02 September 2014

Retail Bonds for Retirement Income (My Name is Bond)

I had previously griped about the lack of access for retail investors to invest into bonds in 5 Wishes for X'mas 2014.

"Why can't those 5%, 6%, 7% coupon paying bonds be made available to retail investors? At $250,000 a pop, they're completely out of reach for most. Why the exclusivity when bonds could really lower the risk profile of an investor's portfolio? Imagine all those education and retirement portfolios aiming to get a reasonably safe yield or 4% extraction for retirement?"

Well, the good news is that the Consultation Paper on Facilitating Bond Offerings to Retail Investors (MAS) is out!

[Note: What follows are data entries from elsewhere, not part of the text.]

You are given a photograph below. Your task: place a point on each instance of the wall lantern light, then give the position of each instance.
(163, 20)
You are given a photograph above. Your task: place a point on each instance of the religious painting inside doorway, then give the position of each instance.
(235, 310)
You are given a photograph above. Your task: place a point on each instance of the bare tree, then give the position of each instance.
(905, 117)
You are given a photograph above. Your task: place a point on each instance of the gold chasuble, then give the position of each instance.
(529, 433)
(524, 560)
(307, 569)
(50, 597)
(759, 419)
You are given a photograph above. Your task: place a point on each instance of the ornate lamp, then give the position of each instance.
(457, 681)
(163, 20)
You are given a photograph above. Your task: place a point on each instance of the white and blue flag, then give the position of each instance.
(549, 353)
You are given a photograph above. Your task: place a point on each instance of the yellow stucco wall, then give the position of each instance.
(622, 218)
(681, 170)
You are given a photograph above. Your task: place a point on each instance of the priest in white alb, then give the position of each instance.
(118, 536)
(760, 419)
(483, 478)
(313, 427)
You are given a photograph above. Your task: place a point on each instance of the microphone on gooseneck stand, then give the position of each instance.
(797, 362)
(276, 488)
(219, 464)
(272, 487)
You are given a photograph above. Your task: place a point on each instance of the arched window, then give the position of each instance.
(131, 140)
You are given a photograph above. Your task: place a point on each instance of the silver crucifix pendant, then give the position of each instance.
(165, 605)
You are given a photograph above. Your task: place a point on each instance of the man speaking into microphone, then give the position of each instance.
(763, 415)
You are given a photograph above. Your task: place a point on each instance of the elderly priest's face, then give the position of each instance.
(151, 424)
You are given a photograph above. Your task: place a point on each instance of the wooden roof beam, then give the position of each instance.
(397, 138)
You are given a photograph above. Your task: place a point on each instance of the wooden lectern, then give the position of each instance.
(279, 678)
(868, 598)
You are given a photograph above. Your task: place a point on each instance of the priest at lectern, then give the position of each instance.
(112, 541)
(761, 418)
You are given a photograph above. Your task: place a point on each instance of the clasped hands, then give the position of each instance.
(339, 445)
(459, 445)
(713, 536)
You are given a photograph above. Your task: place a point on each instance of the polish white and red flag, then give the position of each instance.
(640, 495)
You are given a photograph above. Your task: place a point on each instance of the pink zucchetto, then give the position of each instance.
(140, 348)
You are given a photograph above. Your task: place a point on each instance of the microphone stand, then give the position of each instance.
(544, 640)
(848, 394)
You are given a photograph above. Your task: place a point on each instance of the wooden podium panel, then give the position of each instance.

Looks like there is a good possibility that retail investors would in due course be able to invest in bonds at smaller lot sizes.

Yet another of my early X'mas wish list being realised.

Unfortunately, if the smaller lot size for bonds is only offered through retailing in the secondary market, retail investors may not gain the full benefit of the bond coupon rates as it could very well normalise back to the risk-free level of the prevailing risk-free market rates of SGS bonds, padded with a difference based on the risk profile of the underlying company?

It is after all a consultation paper and the final form could still evolve. In any case, it is an interesting development.

Wouldn't it be great to be able to take $100,000 (excess above minimum sum from CPF at age 55) and invest in a range of bonds at $10,000 per series, giving >4% coupons (i.e. >$4,000 per annum or >$330 per month)? That's a personal bond unit trust!